Division of Infectious Diseases, CUB-Hôpital Erasme, Université Libre de Bruxelles, Brussels, Belgium; Department of Nephrology, Dialysis and Renal Transplantation, CUB-Hôpital Erasme, Université Libre de Bruxelles, Brussels, Belgium.
Department of Nephrology and Organ Transplantation, Hôpital Rangueil, Centre Hospitalier Universitaire de Toulouse, Université Paul Sabatier, INSERM U10403, Toulouse, France.
Clin Microbiol Infect. 2021 Mar;27(3):398-405. doi: 10.1016/j.cmi.2020.09.005. Epub 2020 Sep 10.
Many transplant physicians screen for and treat asymptomatic bacteriuria (ASB) during post-kidney-transplant surveillance. We investigated whether antibiotics are effective in reducing the occurrence of symptomatic urinary tract infection (UTI) in kidney transplant recipients with ASB.
We performed this multicentre, randomized, open-label trial in kidney transplant recipients who had ASB and were ≥2 months post-transplantation. We randomly assigned participants to receive antibiotics or no therapy. The primary outcome was the incidence of symptomatic UTI over the subsequent 12 months.
One hundred and ninety-nine kidney transplant recipients with ASB were randomly assigned to antibiotics (100 participants) or no therapy (99 participants). There was no significant difference in the occurrence of symptomatic UTI between the antibiotic and no-therapy groups (27%, 27/100 versus 31%, 31/99; univariate Cox model: hazard ratio 0.83, 95%CI: 0.50-1.40; log-rank test: p 0.49). Over the 1-year study period, antibiotic use was five times higher in the antibiotic group than in the no-therapy group (30 antibiotic days/participant, interquartile range 20-41, versus 6, interquartile range 0-15, p < 0.001). Overall, 155/199 participants (78%) had at least one further episode of bacteriuria during the follow-up. Compared with the participant's baseline episode of ASB, the second episode of bacteriuria was more frequently caused by bacteria resistant to clinically relevant antibiotics (ciprofloxacin, cotrimoxazole, third-generation cephalosporin) in the antibiotic group than in the no-therapy group (18%, 13/72 versus 4%, 3/83, p 0.003).
Applying a screen-and-treat strategy for ASB does not reduce the occurrence of symptomatic UTI in kidney transplant recipients who are more than 2 months post-transplantation. Furthermore, this strategy increases antibiotic use and promotes the emergence of resistant organisms.
许多移植医生在肾移植后监测期间筛查和治疗无症状菌尿(ASB)。

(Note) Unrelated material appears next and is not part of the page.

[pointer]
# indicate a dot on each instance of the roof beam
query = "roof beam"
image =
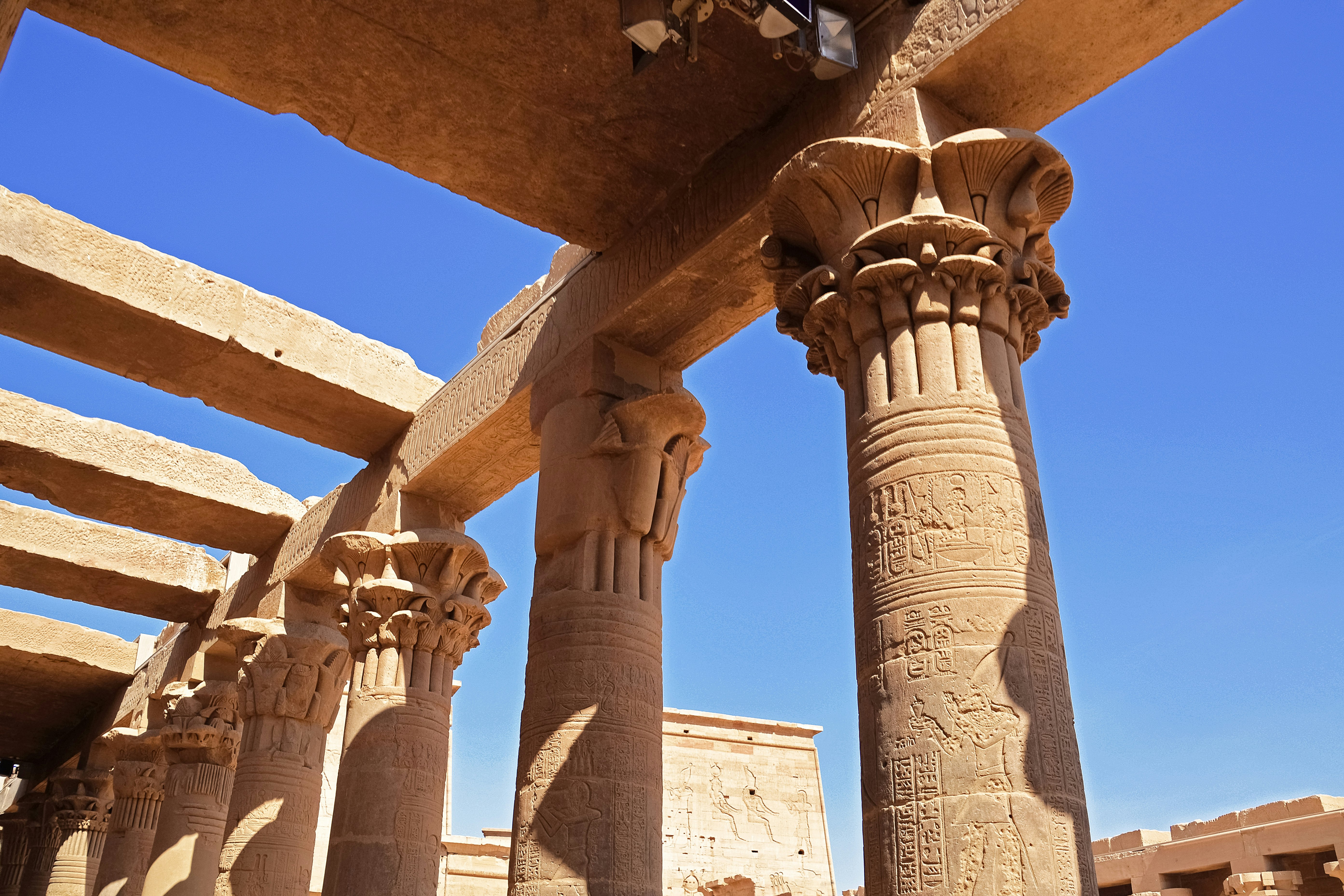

我们研究了在患有 ASB 的肾移植受者中,抗生素是否能有效降低症状性尿路感染(UTI)的发生。
我们在≥2 个月肾移植后患有 ASB 的肾移植受者中进行了这项多中心、随机、开放标签试验。我们将参与者随机分配接受抗生素或无治疗。主要结局是在接下来的 12 个月内症状性 UTI 的发生。
199 例患有 ASB 的肾移植受者被随机分配接受抗生素(100 例)或无治疗(99 例)。抗生素组和无治疗组症状性 UTI 的发生率无显著差异(27%,27/100 与 31%,31/99;单变量 Cox 模型:风险比 0.83,95%CI:0.50-1.40;对数秩检验:p=0.49)。在 1 年的研究期间,抗生素组的抗生素使用量是无治疗组的五倍(30 个抗生素天/参与者,四分位距 20-41,与 6,四分位距 0-15,p<0.001)。总体而言,199 例参与者中有 155 例(78%)在随访期间至少有一次进一步的菌尿发作。与基线 ASB 相比,抗生素组的第二次菌尿发作更常由对临床相关抗生素(环丙沙星、复方磺胺甲噁唑、第三代头孢菌素)耐药的细菌引起,而无治疗组则较少见(18%,13/72 与 4%,3/83,p=0.003)。
在移植后超过 2 个月的肾移植受者中,应用筛查和治疗无症状菌尿的策略并不能降低症状性 UTI 的发生。此外,这种策略增加了抗生素的使用,并促进了耐药菌的出现。